In the intervention group, a retromuscular space was created to accommodate the mesh by dissecting the muscle from the posterior fascia or peritoneum to the lateral border via a median laparotomy. An incision was made in the center of the mesh to allow passage of the colon, and the mesh was placed on the posterior rectus sheath and anchored laterally with two absorbable sutures. “On the medial side, the mesh was incorporated in the running suture closing the fascia, thus preventing contact between the mesh and the viscera,” the investigators said (Ann Surg. 2017;265:663-9).

The primary end point – the incidence of parastomal hernia at 1 year – occurred in 3 patients (4.5%) in the intervention group and 16 (24.2%) in the control group, a significant difference. There were no mesh-related complications such as infection, strictures, or adhesions. “The majority of the parastomal hernias that required surgical repair were in the control group, which supports the concept that if a hernia develops in a patient with mesh, it is smaller and less likely to cause complaints,” Dr. Brandsma and his associates said.
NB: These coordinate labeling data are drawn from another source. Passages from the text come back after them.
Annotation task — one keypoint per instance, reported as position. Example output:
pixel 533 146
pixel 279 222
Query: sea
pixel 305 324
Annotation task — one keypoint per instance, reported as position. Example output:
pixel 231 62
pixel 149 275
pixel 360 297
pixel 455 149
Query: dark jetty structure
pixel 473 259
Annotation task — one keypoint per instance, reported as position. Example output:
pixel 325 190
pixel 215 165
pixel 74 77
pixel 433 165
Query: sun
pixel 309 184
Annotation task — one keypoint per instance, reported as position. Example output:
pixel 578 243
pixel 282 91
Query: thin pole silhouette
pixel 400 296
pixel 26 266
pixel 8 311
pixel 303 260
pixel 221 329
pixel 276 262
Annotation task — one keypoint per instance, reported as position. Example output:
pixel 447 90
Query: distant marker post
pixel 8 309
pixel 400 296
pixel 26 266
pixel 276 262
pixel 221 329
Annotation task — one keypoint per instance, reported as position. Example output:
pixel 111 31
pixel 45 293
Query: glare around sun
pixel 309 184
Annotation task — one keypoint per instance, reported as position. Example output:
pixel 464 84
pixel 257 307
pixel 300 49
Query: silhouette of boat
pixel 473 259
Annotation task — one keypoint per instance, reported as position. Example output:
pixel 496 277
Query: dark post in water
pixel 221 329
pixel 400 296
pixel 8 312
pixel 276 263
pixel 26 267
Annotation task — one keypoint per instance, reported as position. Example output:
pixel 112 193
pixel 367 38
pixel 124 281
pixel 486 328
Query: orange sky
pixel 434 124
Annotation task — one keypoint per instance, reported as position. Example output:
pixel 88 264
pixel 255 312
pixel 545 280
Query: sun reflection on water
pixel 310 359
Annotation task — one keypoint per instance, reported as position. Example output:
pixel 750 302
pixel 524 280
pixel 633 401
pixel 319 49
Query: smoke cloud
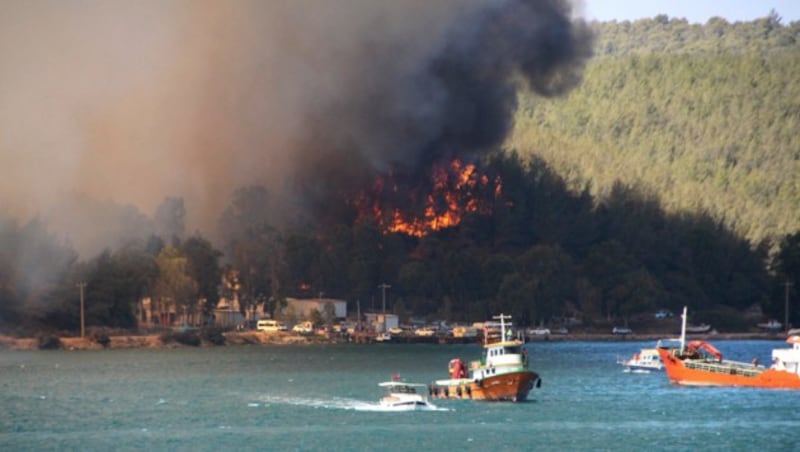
pixel 132 102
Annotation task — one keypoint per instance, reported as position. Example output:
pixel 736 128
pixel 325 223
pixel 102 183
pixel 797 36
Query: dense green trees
pixel 669 178
pixel 704 115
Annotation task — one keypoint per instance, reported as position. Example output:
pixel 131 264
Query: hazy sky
pixel 693 10
pixel 128 102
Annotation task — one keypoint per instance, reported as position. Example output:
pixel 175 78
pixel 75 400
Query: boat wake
pixel 334 404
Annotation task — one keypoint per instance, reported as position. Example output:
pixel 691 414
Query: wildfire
pixel 455 190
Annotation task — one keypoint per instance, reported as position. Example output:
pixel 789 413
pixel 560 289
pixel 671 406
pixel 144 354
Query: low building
pixel 381 323
pixel 304 307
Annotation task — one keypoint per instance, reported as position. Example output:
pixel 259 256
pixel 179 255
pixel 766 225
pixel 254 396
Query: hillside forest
pixel 670 177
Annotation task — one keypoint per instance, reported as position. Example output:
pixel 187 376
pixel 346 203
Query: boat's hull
pixel 512 386
pixel 704 373
pixel 635 368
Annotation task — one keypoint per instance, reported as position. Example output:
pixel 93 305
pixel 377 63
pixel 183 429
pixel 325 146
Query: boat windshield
pixel 402 389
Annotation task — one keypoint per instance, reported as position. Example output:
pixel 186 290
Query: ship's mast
pixel 502 319
pixel 683 329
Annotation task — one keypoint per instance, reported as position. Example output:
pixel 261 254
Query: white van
pixel 271 326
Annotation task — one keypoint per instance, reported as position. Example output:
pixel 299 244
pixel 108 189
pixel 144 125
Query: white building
pixel 381 322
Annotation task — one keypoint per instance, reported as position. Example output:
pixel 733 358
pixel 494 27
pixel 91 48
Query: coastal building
pixel 381 323
pixel 303 307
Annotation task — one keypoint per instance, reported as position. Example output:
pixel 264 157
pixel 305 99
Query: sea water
pixel 325 397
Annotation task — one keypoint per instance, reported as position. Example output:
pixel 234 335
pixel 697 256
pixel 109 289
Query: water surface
pixel 325 398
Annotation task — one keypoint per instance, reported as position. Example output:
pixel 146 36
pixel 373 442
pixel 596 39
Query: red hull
pixel 699 372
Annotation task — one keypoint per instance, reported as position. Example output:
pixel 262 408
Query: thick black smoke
pixel 458 99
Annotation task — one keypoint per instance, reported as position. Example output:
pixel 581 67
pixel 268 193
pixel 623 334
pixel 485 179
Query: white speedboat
pixel 405 396
pixel 646 361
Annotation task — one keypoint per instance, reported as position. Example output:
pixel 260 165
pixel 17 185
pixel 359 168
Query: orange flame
pixel 455 191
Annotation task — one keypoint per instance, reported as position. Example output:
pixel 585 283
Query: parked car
pixel 622 330
pixel 271 326
pixel 303 328
pixel 662 314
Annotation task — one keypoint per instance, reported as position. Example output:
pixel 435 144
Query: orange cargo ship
pixel 698 363
pixel 501 374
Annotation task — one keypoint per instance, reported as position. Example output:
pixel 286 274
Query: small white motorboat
pixel 405 396
pixel 646 361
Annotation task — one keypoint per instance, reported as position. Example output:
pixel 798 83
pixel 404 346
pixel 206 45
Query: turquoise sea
pixel 325 398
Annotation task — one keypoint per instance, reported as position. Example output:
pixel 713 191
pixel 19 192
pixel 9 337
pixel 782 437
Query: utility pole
pixel 787 284
pixel 81 286
pixel 383 287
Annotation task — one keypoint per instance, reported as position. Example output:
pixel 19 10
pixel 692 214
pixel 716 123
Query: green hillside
pixel 705 117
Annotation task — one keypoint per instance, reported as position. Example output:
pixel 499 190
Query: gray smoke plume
pixel 133 102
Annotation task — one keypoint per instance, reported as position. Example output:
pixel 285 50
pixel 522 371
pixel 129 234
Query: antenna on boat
pixel 683 329
pixel 502 319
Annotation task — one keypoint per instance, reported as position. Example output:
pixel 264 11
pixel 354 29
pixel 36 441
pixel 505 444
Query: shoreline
pixel 238 338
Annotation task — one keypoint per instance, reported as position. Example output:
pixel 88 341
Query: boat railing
pixel 730 368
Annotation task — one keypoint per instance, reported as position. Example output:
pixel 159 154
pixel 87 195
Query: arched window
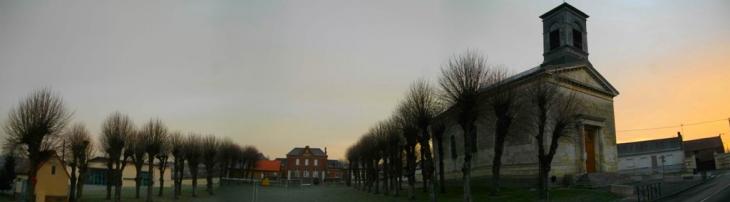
pixel 577 36
pixel 554 36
Significantly fewer patients in the mesh group (9%) than in the control group (21%) reported stoma-related complaints such as pain, leakage, and skin problems. Scores on measures of quality of life and pain severity were no different between the two study groups.

“Prophylactic augmentation of the abdominal wall with a retromuscular polypropylene mesh at the ostomy site is a safe and feasible procedure with no adverse events. It significantly reduces the incidence of parastomal hernia,” the investigators concluded.

This study was supported by Canisius Wilhelmina Hospital’s surgery research fund, the Netherlands Organization for Health Research and Development, and Covidien/Medtronic. Dr. Brandsma and his associates reported having no relevant financial disclosures.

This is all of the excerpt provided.